- Born: 23 April 1960 (age 66) Oegstgeest, Netherlands
- Education: University of Amsterdam (attended)
- Years active: 1986–present
- Employer: TomTom (1991–present)
- Known for: Co-founder and CEO of TomTom
- Title: CEO at TomTom
- Spouse: Corinne Vigreux
- Children: 2

= Harold Goddijn =

Dutch businessman

Harold Goddijn (born April 23, 1960) is the CEO of the Dutch consumer/business electronics company TomTom since 2001.
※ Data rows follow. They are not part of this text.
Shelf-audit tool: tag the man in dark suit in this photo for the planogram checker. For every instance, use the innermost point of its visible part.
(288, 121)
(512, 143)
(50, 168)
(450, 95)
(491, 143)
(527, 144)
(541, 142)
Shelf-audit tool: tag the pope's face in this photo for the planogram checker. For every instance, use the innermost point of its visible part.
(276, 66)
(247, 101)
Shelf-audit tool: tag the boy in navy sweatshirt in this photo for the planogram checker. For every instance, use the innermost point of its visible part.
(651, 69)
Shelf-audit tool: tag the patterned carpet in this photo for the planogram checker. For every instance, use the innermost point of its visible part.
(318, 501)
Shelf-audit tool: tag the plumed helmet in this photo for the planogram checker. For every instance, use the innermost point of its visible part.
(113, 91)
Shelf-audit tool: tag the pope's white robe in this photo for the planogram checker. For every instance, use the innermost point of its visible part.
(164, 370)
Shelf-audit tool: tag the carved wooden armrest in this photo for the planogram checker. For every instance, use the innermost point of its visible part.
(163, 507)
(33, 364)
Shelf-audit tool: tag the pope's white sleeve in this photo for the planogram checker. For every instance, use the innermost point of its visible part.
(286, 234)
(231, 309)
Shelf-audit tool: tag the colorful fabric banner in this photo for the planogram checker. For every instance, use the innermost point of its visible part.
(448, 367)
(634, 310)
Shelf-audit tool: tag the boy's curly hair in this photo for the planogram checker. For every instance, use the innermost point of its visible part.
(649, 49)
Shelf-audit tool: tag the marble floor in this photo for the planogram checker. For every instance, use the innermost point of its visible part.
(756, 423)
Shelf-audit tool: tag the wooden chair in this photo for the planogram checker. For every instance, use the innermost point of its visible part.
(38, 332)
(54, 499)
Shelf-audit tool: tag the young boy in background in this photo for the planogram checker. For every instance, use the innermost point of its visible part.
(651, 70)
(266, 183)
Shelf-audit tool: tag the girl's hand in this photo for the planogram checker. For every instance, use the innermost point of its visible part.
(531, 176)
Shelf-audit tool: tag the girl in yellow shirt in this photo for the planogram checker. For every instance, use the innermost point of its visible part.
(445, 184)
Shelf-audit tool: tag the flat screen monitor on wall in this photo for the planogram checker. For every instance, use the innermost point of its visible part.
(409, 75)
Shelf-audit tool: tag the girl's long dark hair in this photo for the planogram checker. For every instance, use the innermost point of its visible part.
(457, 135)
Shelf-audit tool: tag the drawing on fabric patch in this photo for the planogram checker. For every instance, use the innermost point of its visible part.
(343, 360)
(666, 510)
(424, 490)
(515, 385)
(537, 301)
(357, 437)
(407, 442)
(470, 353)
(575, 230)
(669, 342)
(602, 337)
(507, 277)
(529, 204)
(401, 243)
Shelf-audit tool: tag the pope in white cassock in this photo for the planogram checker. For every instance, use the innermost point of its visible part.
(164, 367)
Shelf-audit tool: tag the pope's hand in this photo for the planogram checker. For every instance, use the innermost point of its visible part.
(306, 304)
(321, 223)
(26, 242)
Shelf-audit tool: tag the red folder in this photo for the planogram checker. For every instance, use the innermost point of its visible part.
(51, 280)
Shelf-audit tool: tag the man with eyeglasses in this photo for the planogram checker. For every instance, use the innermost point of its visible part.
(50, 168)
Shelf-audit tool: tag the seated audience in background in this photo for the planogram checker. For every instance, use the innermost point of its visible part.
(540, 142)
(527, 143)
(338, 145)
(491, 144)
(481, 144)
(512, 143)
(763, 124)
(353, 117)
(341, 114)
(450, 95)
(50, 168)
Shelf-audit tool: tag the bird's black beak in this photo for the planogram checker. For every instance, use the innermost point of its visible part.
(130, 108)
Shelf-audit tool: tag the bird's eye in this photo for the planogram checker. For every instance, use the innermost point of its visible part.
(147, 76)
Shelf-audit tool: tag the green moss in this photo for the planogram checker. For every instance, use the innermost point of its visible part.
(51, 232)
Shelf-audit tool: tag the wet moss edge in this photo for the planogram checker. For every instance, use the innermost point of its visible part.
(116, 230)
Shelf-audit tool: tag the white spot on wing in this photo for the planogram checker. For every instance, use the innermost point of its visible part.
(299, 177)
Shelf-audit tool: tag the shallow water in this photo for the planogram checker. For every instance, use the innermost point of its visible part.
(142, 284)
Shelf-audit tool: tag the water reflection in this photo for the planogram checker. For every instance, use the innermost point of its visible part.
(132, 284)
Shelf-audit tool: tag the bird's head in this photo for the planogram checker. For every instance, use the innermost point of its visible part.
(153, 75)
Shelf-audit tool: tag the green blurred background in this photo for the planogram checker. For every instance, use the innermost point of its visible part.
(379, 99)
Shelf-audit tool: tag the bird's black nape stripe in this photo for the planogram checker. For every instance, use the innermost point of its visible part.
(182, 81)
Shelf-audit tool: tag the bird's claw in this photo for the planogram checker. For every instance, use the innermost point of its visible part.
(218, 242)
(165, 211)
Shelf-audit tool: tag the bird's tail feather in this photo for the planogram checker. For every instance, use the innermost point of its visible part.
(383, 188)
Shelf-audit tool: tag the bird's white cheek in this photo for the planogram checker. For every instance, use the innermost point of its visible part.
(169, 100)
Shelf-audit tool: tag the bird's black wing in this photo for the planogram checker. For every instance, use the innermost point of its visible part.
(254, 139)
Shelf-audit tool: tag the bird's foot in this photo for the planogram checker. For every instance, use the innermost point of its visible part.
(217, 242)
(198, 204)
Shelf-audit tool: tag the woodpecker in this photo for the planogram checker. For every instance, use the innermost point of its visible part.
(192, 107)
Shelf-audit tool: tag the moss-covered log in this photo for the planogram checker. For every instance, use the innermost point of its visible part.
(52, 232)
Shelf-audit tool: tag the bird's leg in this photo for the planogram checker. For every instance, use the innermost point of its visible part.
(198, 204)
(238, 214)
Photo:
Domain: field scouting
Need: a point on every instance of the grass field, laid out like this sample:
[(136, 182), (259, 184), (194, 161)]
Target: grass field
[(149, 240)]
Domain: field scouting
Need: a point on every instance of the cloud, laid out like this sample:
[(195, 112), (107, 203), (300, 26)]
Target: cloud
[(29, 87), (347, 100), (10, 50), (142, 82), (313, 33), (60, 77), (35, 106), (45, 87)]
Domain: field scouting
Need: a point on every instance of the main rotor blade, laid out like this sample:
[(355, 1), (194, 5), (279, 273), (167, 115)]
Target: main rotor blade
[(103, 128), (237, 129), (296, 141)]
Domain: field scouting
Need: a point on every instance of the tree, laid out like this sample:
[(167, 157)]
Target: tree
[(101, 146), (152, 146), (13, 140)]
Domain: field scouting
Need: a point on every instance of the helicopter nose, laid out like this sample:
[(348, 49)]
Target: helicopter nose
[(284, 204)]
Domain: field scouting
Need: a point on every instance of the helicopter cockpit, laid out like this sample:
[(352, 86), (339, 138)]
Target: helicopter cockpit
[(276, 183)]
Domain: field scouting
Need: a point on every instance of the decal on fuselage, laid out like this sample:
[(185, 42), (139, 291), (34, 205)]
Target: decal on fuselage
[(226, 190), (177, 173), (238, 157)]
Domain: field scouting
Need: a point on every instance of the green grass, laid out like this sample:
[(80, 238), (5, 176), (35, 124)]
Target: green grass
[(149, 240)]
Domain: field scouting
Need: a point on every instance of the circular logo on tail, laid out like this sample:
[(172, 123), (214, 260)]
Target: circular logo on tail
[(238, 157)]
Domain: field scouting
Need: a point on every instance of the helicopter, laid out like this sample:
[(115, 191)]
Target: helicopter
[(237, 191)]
== Early life and education ==
He studied Economics at the University of Amsterdam from 1982 till 1986.

== Early career ==
Goddijn started his career with a venture capital firm.
He then founded Psion Netherlands BV in 1989 as a joint venture with Psion computers Plc. In 1998 he was appointed Managing Director of Psion Computers and served on the Board of Psion Plc from 1998 to 1999.
In 1999, Harold Goddijn left Psion and joined Palmtop Software.

==TomTom==
In 1991, Goddijn's wife Corinne Vigreux left her position as sales director for Psion to help found Palmtop Software; a company that specializes in creating applications for portable pocket computers. Goddijn invested in Palmtop Software, building a partnership with the co-founders Peter-Frans Pauwels and Pieter Geelen (who are still running the company with him today).
Palmtop Software completely changed their name and their image and is now known as TomTom.

In 2001, Harold was appointed Chief Executive Officer of TomTom, a role he has held ever since.
During this time, he focused the business on developing navigation software, launching the TomTom Navigator in 2002. Next, Harold made the decision to move into manufacturing hardware solutions, launching the first TomTom GO in 2004.
TomTom has gone on to sell more than 75 million navigation devices globally. Today, more than one billion people use TomTom technology every day.

After licensing its digital maps to Apple (company) for its in-house maps app and signed a multi-year deal with Uber to provide it with digital maps, the company has been building up its map making tech that will work in conjunction with the numerous sensors appearing on cars today to enable autonomous driving cars.

== Other commitment ==
He is chair of the Comité Ondernemerschap en Financiering, advising the Minister of Finance.

== Personal life ==
Goddijn, who now lives in Amsterdam, is married to Corinne Vigreux who is Co-Founder and Managing Director of the Consumer Business Unit since 2008 at TomTom. The couple have two children studying at universities.